Die beiden Autorinnen Döhring und Feldmann weisen darauf hin, dass sich innerhalb der extremen Rechten seit einiger Zeit vermehrt Frauen in eigenständigen Frauengruppen und - organisationen zusammenschließen. In der Skinszene hat sich z.B. der Skingirl Freundeskreis Deutschland herausgebildet und selbst in der NPD sind Frauenstammtische auf dem Vormarsch. Im Musikbereich stellen die Frauen aber - wie in den vielen anderen Bereichen des RechtsRock (Label, Fanzines, Konzertorganisatoren etc.) - eine Minderheit dar. Lediglich vier Frauenbands haben die Autorinnen seit Anfang der 90er Jahre ermitteln können, deren Selbstverständnis sie ausführlich und mit Zitaten darstellen. Auch wenn die Texte dieser Frauenbands weniger blutrünstig sind, so zeichnen rechte Musikerinnen in ihren Texten das Bild von "selbstbewussten, für nationalsozialistische Ideale kämpfenden Frauen" (S.198). Sie stehen damit ihren männlichen Kameraden in der Verbreitung rassistischer und nationalsozialistischer Ideologien in nichts nach.

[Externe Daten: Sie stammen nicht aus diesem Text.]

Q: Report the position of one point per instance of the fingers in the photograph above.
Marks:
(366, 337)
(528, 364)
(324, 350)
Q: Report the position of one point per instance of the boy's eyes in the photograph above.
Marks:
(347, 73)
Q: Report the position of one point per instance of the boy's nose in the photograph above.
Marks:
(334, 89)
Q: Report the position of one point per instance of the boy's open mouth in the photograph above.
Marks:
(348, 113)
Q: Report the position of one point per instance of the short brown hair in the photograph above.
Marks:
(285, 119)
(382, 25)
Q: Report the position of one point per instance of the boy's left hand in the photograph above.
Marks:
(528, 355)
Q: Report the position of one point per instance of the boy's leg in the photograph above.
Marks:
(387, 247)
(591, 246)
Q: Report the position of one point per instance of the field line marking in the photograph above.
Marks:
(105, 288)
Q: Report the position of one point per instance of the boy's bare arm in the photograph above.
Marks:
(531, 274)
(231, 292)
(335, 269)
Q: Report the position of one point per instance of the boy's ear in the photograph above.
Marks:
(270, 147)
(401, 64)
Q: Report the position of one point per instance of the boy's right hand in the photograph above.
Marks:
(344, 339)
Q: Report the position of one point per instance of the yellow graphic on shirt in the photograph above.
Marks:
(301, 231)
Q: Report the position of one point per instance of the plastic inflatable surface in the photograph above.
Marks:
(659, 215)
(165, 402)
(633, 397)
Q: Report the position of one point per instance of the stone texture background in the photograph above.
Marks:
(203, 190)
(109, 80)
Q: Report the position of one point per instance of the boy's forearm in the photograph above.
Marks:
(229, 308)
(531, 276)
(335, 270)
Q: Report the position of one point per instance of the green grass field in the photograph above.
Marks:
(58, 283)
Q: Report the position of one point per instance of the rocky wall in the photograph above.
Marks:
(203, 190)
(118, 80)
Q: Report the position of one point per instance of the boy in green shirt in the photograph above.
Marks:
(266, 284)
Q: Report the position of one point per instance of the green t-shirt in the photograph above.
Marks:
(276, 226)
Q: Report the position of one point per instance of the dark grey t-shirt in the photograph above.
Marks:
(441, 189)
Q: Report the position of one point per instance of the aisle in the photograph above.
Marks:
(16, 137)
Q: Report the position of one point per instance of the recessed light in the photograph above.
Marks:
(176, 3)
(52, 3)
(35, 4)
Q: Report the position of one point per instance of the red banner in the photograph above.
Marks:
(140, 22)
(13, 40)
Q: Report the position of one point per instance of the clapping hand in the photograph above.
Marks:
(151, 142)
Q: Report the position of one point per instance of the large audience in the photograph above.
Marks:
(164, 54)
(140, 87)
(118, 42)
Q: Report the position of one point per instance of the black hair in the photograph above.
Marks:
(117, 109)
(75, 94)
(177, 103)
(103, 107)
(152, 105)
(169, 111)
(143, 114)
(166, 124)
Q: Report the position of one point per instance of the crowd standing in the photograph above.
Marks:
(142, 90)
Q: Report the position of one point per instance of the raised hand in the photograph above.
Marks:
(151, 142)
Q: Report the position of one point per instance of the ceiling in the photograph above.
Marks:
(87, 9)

In weiteren Kapiteln werden die Vertriebswege für den RechtsRock im Internet untersucht und dargestellt. Darüber hinaus wird über die internationalen Strukturen und die Situation der RechtsRock-Szenen in zahlreichen Ländern berichtet. Ein weiterer Beitrag befasst sich mit der politisch-soziologischen Einordnung der Skinheads und des RechtsRock entlang der Begriffe Szene, Stil, Subkultur oder Bewegung. Kenntnisreich stellt Liane M. Dubowy die zahlreichen Fanzines vor, die meist über Freundeskreise und rechte Platten- und Klamottenläden vertrieben werden.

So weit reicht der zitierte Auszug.